A meditational retreat over New year sounds a very good idea, you'd also meet other similarly disposed souls, which could be reassuring in itself.
Wondrful idea to buy thistle seed for birds, but how do they know it's there, and what it is? It's taken us years to even persuade the birds to come and feed here at all.

6:14 pm  
Blogger apprentice said...

I'm amazed that they seem to sus out fresh food supplies. I wonder if they send out scouts like bees?
The bullfinch hasn't been back, unless in the early morning. The siskins gave him a hard time.

I'll no doubt have thistles all over the garden, along with the rogue sunflowers. It is very fine black seed, but not niger.

11:28 pm  
Blogger Colin Will said...

I was in B&Q today getting essentials, and I noticed a thistle feeder, so I bought it. I hope the siskins come - they are regulars in the Cairngorms. Quite aggressive little sods, but cute withal.

7:21 pm  
Blogger Pat said...

Thistle seed: I must try and get some. Whilst we are on thistle did you know that milk thistle is great to combat heavy drinking? Not that I think for a moment you would indulge.
I have toyed with the idea of a meditation retreat over the years and even have a list of them somewhere. I wonder if your friend could be persuaded to tell us, through you, how she found it in practice.
I love the idea of the peace and quiet and the goodness but am nervous of zealots and - forgive me - nutters.

11:09 am  
Blogger apprentice said...

I hope the Siskins show up for you Colin. I've got a gang of them now,
and they really are characters, the goldfinches get mugged!

Pi N meditates as part of a group, http://www.srcm.org/index.jsp
They met to mediate at home too, they have preceptors who lead the mediation, and they arrange retreats at a centre in the Scottish Borders. The movement has an ashram in Denmark, and others worldwide.

I'm afraid I'm just not good at letting go to that degree, nor am I very clubable.
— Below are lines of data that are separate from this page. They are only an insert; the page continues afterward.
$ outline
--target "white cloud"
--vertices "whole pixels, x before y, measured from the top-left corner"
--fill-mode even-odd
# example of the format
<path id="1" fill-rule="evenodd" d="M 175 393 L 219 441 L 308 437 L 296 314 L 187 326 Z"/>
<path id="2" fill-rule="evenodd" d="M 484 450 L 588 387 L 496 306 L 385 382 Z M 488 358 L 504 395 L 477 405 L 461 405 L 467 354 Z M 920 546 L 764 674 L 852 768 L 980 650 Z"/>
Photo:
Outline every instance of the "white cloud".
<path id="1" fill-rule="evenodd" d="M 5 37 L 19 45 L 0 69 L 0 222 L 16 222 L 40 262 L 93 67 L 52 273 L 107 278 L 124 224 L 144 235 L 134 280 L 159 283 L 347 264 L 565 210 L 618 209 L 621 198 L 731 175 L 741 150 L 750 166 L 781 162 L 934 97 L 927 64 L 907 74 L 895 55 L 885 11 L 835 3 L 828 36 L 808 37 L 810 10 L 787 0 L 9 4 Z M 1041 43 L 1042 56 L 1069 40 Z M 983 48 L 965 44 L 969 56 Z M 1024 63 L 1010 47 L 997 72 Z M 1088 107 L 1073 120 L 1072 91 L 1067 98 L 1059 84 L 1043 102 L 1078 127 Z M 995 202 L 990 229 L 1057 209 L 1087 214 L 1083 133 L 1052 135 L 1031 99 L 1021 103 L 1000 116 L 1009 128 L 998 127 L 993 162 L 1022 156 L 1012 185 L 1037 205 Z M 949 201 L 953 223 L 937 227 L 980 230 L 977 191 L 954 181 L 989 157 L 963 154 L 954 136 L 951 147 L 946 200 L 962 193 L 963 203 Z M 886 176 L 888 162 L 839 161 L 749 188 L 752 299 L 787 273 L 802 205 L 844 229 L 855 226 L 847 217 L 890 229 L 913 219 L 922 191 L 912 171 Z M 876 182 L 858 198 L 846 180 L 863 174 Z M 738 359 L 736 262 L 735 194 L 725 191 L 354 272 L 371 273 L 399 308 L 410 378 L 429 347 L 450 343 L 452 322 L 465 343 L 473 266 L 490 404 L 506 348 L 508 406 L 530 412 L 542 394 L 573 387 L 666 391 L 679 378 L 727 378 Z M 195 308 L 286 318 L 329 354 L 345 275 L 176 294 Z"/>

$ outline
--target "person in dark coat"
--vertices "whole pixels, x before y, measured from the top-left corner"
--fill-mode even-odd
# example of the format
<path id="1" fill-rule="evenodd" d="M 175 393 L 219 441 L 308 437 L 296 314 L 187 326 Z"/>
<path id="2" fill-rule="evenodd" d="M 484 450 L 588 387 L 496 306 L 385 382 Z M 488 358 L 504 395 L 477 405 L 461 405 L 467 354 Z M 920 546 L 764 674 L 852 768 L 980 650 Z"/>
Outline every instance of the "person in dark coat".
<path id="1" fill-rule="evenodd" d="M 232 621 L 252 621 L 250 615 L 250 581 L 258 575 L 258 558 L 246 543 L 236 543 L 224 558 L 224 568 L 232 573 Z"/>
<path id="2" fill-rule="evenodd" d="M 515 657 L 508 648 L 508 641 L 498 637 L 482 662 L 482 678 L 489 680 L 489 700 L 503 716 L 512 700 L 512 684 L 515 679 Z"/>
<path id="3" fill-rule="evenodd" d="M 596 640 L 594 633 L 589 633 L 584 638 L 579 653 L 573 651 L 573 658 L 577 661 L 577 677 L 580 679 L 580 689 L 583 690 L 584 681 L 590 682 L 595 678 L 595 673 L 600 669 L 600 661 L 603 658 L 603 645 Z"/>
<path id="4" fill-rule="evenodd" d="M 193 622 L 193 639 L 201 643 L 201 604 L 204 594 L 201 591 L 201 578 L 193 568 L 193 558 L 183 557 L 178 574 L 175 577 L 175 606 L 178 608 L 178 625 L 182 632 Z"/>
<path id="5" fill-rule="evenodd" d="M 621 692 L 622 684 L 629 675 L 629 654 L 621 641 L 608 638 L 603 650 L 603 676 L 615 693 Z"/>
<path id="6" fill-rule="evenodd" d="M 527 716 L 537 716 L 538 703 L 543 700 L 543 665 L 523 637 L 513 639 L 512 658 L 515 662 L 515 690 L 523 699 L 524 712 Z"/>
But some people seem to get a lot from it, including amazing energy and stamina.

12:04 pm  
Blogger f:lux said...

The thistle seed is a really good tip - can you get it at garden centres?

12:17 pm  
Blogger Colin Will said...

Thistle seed feeder has emptied itself overnight in the storm. I'm going to have a rare crop of the stuff this year. I must put it in a more sheltered spot before I refill it. I got the seed in B&Q by the way.
One greenhouse panel blown out, but (a) it's polycarbonate so it didn't break, and (b) it didn't blow very far. Wild weather though.

12:16 pm  
Blogger apprentice said...

Mine emptied too, the birds are on the ground hoovering it up.
The design if the feeder isn't great.

I'm leaving off redfilling it until the wind drop. I hardly slept, at one point I thought the trees over the road would take off!
No sign of any slates being down though, which is good news.